Lieberman’s paper-based counterfeit drug testing in Kenya gains attention


Marya Lieberman, associate professor of chemistry and biochemistry, has collaborated with faculty and students to demonstrate advances in paper analytical devices (PAD) to test for counterfeit drugs. The promising low-tech solution has received broad attention in the scientific community. Lieberman's work was featured this week in Chemical and Engineering News.

This past June, Lieberman presented her findings a workshop in Eldoret, Kenya. With graduate student Abigail Weaver, Lieberman demonstrated the microfluidic devices to hospital officials in Kenya who are continually looking for counterfeit pharmaceuticals but frequently lack the complex testing equipment necessary to confirm a drug’s authenticity. The PADs provide a workable alternative to ordinary laboratory tests because they are affordable, transportable and disposable in environments that lack resources for power-dependent permanent instrumentation.

“We would whip out our paper devices and do tests right there on their desktops,” Lieberman said. “We’re also making a smart material, where information on how to add the reagents is stored in the paper matrix and the test output can be read like a color bar code.” The devices were developed in collaboration with Holly Goodson of the Department of Chemistry and Biochemistry at Notre Dame, Patrick Flynn of the Department of Computer Science and Engineering at Notre Dame and Toni Barstis of the Department of Chemistry and Physics at Saint Mary’s College.

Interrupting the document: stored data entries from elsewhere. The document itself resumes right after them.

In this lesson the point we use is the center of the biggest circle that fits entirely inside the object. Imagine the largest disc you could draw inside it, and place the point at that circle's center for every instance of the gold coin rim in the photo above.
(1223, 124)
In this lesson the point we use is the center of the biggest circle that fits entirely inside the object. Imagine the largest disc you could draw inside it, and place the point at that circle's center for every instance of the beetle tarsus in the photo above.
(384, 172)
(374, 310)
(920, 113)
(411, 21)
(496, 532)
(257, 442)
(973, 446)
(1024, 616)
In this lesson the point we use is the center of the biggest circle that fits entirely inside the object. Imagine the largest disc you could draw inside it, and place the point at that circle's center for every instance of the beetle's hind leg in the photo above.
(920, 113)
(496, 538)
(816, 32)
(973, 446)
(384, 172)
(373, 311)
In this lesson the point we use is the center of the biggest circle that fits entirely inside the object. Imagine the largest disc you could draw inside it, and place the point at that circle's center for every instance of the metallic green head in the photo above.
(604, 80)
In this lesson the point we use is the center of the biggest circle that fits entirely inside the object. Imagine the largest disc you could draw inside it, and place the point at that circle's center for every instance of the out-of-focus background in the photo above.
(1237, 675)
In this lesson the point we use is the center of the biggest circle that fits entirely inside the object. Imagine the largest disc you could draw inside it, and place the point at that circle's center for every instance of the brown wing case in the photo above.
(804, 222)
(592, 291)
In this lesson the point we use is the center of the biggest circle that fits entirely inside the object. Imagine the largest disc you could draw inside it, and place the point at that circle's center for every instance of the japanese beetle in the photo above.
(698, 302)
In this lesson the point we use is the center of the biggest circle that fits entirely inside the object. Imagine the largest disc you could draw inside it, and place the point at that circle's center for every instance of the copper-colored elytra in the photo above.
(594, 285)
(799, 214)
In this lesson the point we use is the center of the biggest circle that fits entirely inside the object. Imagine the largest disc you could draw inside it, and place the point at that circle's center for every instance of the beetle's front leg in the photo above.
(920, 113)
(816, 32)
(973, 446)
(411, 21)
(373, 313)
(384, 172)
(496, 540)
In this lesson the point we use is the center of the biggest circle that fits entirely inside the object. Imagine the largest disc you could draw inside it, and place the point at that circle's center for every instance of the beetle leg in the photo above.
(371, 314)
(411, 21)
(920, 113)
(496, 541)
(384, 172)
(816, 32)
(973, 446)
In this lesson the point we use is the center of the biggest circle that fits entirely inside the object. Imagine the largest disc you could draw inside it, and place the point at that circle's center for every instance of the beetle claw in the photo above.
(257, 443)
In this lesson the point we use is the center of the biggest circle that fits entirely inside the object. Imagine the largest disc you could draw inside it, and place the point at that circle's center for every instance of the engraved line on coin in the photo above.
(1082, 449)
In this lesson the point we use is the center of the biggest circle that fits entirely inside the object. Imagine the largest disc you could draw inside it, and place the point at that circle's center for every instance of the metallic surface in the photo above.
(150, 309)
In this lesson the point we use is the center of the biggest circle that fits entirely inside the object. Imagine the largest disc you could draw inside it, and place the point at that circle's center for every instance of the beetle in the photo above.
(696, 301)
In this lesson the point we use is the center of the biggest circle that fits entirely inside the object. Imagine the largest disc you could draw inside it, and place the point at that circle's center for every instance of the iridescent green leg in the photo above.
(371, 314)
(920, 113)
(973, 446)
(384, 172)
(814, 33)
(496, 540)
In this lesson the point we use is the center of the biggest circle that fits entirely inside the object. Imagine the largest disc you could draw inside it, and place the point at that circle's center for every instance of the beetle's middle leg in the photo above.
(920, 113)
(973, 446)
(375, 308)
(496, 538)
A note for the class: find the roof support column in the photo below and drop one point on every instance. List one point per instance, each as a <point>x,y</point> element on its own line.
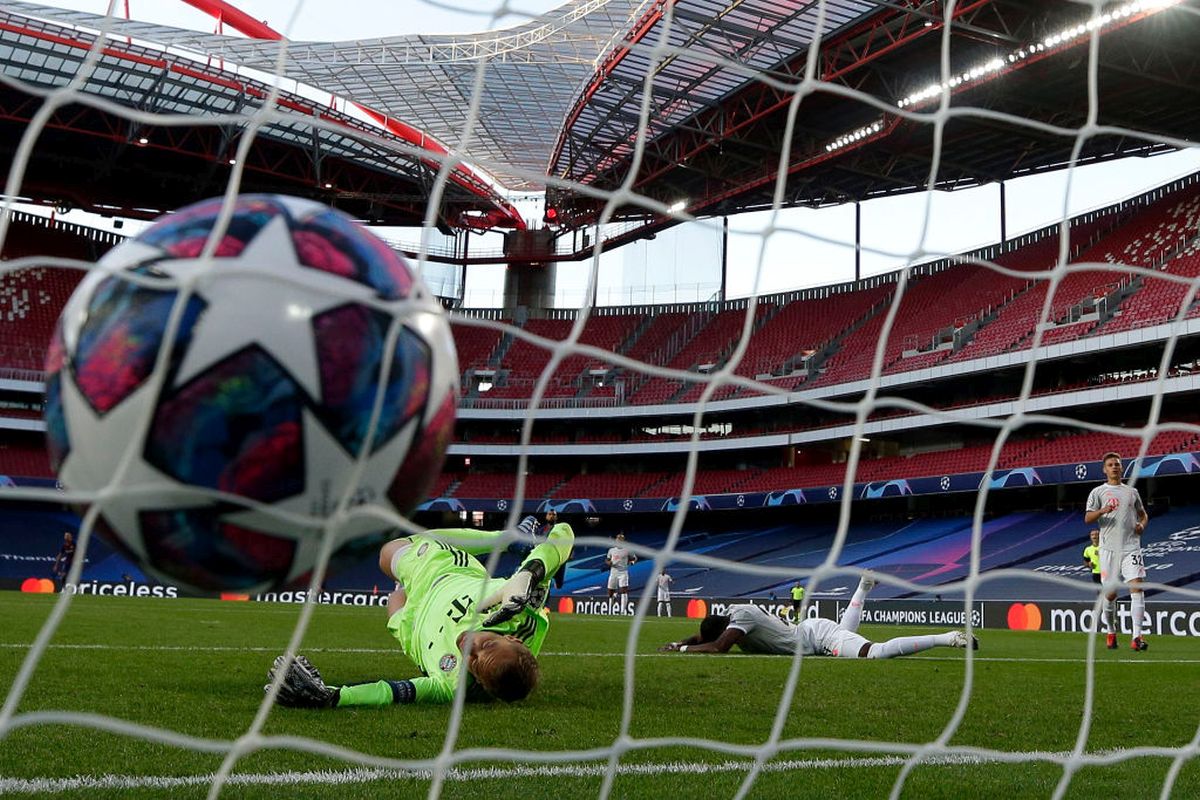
<point>725,257</point>
<point>858,240</point>
<point>1003,214</point>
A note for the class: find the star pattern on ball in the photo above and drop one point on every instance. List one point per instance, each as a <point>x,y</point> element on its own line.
<point>109,435</point>
<point>328,470</point>
<point>265,298</point>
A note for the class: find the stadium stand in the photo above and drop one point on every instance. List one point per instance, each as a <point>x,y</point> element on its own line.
<point>933,552</point>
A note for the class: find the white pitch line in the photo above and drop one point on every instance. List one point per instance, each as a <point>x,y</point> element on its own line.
<point>1101,660</point>
<point>364,775</point>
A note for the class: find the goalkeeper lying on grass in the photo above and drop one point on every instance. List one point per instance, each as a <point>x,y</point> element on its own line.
<point>436,615</point>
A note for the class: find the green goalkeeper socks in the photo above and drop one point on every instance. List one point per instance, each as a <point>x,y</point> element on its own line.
<point>555,551</point>
<point>377,693</point>
<point>477,542</point>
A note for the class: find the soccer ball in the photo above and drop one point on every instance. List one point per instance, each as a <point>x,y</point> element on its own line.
<point>223,408</point>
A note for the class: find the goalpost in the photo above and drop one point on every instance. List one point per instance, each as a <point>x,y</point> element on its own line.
<point>935,106</point>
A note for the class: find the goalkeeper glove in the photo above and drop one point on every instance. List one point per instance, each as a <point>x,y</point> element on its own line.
<point>527,530</point>
<point>522,590</point>
<point>303,686</point>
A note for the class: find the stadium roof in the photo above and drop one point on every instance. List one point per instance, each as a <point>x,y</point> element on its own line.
<point>531,74</point>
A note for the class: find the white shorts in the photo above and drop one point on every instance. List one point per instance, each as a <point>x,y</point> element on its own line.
<point>1126,564</point>
<point>832,639</point>
<point>618,579</point>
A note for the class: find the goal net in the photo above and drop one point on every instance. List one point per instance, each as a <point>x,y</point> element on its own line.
<point>767,107</point>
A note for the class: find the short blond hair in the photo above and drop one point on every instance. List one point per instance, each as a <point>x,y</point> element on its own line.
<point>509,674</point>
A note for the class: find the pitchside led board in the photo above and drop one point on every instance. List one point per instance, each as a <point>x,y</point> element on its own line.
<point>1162,618</point>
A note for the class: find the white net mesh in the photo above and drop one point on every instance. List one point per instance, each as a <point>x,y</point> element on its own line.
<point>475,124</point>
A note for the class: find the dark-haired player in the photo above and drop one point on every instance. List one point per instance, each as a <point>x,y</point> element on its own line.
<point>756,631</point>
<point>1117,511</point>
<point>435,614</point>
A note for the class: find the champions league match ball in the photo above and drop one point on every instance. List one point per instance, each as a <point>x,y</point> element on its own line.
<point>250,376</point>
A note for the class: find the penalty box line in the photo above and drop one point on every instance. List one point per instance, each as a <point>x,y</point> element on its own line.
<point>371,775</point>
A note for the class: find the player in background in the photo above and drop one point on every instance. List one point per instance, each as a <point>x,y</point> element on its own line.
<point>63,560</point>
<point>797,601</point>
<point>551,519</point>
<point>664,583</point>
<point>618,560</point>
<point>435,613</point>
<point>756,631</point>
<point>1092,555</point>
<point>1117,510</point>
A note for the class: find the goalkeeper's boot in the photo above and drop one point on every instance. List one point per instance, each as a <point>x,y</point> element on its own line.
<point>963,641</point>
<point>303,686</point>
<point>523,590</point>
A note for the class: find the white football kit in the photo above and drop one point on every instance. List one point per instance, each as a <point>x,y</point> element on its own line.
<point>1120,545</point>
<point>769,635</point>
<point>618,576</point>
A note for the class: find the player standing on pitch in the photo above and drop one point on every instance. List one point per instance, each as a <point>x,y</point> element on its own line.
<point>435,615</point>
<point>1117,510</point>
<point>1092,555</point>
<point>618,560</point>
<point>664,583</point>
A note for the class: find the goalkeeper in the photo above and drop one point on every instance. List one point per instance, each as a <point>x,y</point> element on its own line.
<point>435,613</point>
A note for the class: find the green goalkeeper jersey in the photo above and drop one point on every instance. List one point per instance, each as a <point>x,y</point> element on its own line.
<point>444,585</point>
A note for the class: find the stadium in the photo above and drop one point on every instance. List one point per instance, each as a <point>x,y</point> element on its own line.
<point>933,417</point>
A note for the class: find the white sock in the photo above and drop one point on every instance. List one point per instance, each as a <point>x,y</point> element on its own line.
<point>906,645</point>
<point>1137,607</point>
<point>853,613</point>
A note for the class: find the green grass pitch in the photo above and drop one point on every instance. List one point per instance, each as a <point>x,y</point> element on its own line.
<point>197,668</point>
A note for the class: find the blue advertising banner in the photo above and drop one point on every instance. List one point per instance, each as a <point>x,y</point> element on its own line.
<point>1005,479</point>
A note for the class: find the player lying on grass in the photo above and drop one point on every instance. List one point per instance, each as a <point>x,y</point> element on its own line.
<point>756,631</point>
<point>435,613</point>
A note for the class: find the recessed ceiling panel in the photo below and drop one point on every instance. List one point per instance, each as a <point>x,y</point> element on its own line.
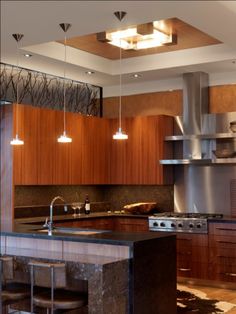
<point>187,37</point>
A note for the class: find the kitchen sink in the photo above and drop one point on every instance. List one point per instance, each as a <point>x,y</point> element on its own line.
<point>70,231</point>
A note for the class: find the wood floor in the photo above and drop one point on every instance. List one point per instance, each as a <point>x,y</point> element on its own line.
<point>227,295</point>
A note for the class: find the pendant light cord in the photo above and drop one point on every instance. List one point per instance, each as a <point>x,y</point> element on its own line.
<point>17,84</point>
<point>64,89</point>
<point>120,90</point>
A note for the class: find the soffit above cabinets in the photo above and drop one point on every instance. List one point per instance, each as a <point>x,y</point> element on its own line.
<point>187,37</point>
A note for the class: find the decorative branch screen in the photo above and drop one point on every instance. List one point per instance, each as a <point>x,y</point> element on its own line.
<point>44,90</point>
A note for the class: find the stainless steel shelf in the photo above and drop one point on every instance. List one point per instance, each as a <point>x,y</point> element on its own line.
<point>198,161</point>
<point>200,136</point>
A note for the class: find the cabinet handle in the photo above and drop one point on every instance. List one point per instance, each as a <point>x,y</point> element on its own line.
<point>226,242</point>
<point>226,229</point>
<point>184,253</point>
<point>185,269</point>
<point>187,239</point>
<point>230,274</point>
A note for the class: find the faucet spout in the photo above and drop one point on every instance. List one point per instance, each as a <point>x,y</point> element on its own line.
<point>50,223</point>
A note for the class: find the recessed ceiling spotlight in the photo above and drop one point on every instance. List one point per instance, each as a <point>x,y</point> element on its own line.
<point>136,75</point>
<point>27,55</point>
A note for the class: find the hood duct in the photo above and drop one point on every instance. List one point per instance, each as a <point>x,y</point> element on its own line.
<point>195,101</point>
<point>195,104</point>
<point>200,185</point>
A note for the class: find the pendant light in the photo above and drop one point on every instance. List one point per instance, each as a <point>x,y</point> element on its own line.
<point>16,140</point>
<point>64,138</point>
<point>120,135</point>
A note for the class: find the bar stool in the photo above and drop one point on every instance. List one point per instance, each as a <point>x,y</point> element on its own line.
<point>11,292</point>
<point>52,276</point>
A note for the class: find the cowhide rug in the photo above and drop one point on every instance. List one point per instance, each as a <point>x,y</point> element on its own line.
<point>195,301</point>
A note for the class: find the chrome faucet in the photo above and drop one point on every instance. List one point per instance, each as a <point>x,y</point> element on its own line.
<point>49,224</point>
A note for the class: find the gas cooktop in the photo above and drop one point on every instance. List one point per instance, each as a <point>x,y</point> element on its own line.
<point>181,222</point>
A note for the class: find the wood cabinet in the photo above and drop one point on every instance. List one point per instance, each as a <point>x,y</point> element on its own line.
<point>136,161</point>
<point>222,251</point>
<point>192,255</point>
<point>93,157</point>
<point>131,224</point>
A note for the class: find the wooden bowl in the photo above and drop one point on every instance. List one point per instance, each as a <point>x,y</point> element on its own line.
<point>223,153</point>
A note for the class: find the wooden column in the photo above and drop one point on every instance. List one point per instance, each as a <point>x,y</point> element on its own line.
<point>6,161</point>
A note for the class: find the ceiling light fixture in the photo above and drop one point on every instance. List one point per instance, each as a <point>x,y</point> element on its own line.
<point>143,36</point>
<point>136,75</point>
<point>27,55</point>
<point>16,140</point>
<point>120,135</point>
<point>64,138</point>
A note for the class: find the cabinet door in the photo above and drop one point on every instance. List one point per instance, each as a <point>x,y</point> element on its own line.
<point>192,256</point>
<point>136,160</point>
<point>222,255</point>
<point>26,156</point>
<point>62,155</point>
<point>95,151</point>
<point>47,143</point>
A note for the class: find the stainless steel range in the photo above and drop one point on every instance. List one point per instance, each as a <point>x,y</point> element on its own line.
<point>181,222</point>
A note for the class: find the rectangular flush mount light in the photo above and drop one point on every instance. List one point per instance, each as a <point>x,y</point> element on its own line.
<point>136,38</point>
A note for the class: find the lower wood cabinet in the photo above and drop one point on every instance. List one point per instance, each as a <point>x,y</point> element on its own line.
<point>131,224</point>
<point>209,256</point>
<point>192,255</point>
<point>112,223</point>
<point>222,251</point>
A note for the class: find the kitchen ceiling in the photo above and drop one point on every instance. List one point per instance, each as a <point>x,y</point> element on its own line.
<point>39,22</point>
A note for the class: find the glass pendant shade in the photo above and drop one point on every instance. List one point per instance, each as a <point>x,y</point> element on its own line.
<point>120,135</point>
<point>64,138</point>
<point>16,141</point>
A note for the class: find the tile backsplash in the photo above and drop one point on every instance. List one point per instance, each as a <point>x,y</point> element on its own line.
<point>115,195</point>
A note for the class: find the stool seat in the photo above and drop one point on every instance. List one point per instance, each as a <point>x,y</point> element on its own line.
<point>63,300</point>
<point>14,292</point>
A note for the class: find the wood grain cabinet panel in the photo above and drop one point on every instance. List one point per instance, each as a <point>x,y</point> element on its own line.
<point>222,251</point>
<point>93,157</point>
<point>192,255</point>
<point>131,224</point>
<point>136,161</point>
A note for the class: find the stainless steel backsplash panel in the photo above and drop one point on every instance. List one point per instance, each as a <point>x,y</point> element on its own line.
<point>204,189</point>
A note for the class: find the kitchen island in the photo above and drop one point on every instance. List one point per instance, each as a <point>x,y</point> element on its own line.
<point>125,272</point>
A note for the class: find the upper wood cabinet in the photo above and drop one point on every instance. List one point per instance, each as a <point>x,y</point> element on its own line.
<point>136,161</point>
<point>93,157</point>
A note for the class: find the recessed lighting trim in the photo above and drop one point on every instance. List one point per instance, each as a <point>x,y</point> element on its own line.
<point>136,75</point>
<point>28,55</point>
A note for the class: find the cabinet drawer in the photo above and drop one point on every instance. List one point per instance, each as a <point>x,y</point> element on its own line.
<point>193,270</point>
<point>195,254</point>
<point>192,239</point>
<point>225,272</point>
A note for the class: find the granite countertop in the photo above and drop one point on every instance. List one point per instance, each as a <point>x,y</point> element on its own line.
<point>31,230</point>
<point>41,219</point>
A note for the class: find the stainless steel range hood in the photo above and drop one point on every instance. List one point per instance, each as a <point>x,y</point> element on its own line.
<point>202,182</point>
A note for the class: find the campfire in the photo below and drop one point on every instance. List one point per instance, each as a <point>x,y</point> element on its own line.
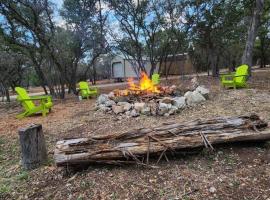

Users can swipe tablets across the paper, which is prepared with different lanes to detect different ingredients and reveal the content of the tablet with a color code. The device can detect both the desired active ingredients in the tablet and the presence of fillers, a common problem in counterfeit drugs in developing countries. Although the PAD is not able to quantify the amount of each material, it distinguished pure and adulterated amoxicillin in the Kenya workshop.

Other researchers in the field first gained broad attention in a paper published by George Whitesides in 2007. Those include Paul Yager at the University of Washington, Seattle; Scott Phillips at Pennsylvania State University; and Richard Crooks at the University of Texas, Austin, whose group uses paper-folding origami to create multi-layered devices. Diagnostics for All (DFA), which holds licenses from the Whitesides lab, is developing a device to reliably measure the levels of two liver enzymes.

Lieberman and Goodson are members of the Eck Institute for Global Health which provided funding for Lieberman’s work in Kenya and awarded a graduate fellowship to Weaver.


Photo: Mercy Maina, a Kenyan pharmacist at the Moi Teaching and Referral Hospital in Eldoret Kenya. In this picture, Mercy is using a paper analytical device to screen a sample of amoxicillin.